Alterbiografia
a heterobiografia de si (ou a autobiografia do Outro)
No seu pequeno opúsculo O Africano, ora publicado na belíssima e eficiente Coleção Portátil da Cosac & Naif, Jean-Marie Gustave Le Clézio se propõe a uma tarefa peculiar: descobrir, ao passo em que inventa, a história de seu próprio pai nos anos anteriores a tê-lo conhecido, embora posteriores a seu próprio nascimento. Seu pai, branco, anglo-francês, descendente de colonos das Ilhas Maurício, que renegou a possibilidade de cursar residência médica na Grã-Bretanha e ainda recém-formado se embrenhou pelo desmundo selvático das Guianas e da África Central, para nunca mais voltar.

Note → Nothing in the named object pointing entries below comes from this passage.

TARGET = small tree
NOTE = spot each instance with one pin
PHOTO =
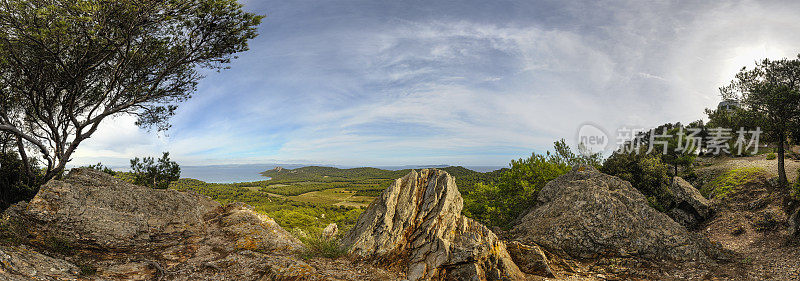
(770, 97)
(68, 65)
(148, 172)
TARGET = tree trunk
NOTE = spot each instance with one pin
(781, 169)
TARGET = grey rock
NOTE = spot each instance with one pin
(23, 263)
(794, 225)
(330, 231)
(129, 232)
(416, 224)
(92, 207)
(588, 214)
(690, 208)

Afligem Le Clézio duas questões: como seu pai tornou-se africano e como tornou-se amargo – estas duas questões se opõem convexamente, sem chegar a serem mutuamente excludentes. O evidente amor dele pela África, sua sincera identificação e introjeção de hábitos bantos, iorubás, ngongos e fons mesmo no cotidiano de sua aposentadoria no sul da França parecem contradizer a amargura que a mesma África lhe infringiu – ou pareceria, não fosse um fato temporal preciso: seu pai vive três momentos diferentes da África – o do entre guerras, o da Segunda Guerra Mundial, e o do pós-guerra descolonizador.

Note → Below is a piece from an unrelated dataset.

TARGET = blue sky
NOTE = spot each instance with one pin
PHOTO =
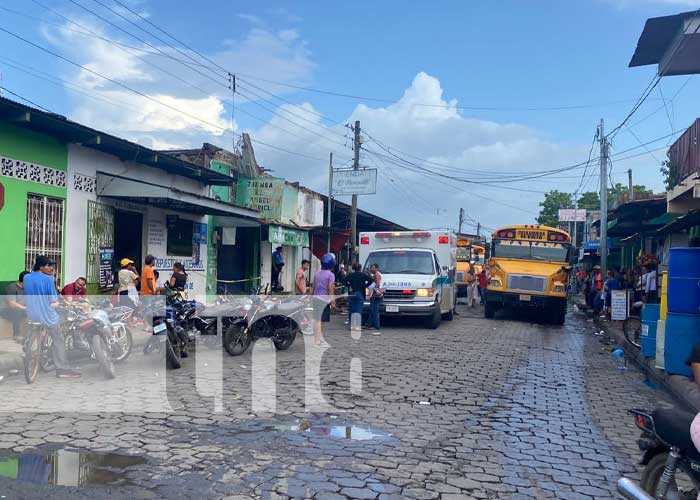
(508, 54)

São três tempos distintos: no primeiro, a alegria um tanto ingênua, mas sem dúvida canibal, de se imiscuir neste mundo arcaico e novo, acompanhado de sua jovem mulher – época de amor, quase de luxúria, telúrica, no belíssimo e opulento planalto oeste dos Camarões, em particular nas vilas de Banso e Bamenda; o início da Guerra afastando-o da esposa, agora grávida do próprio Jean-Marie, e isolando-o nas entranhas do continente, lugar onde a guerra praticamente não existia e a vida nômade e tribal seguia adiante ignorando fronteiras coloniais e a proximidade do apocalipse; a descolonização, momento em que seus filhos, criados com os avós (inclusive no sentido pejorativo do termo), vão morar com ele numa região da África que ele próprio não aprecia – Ogoja.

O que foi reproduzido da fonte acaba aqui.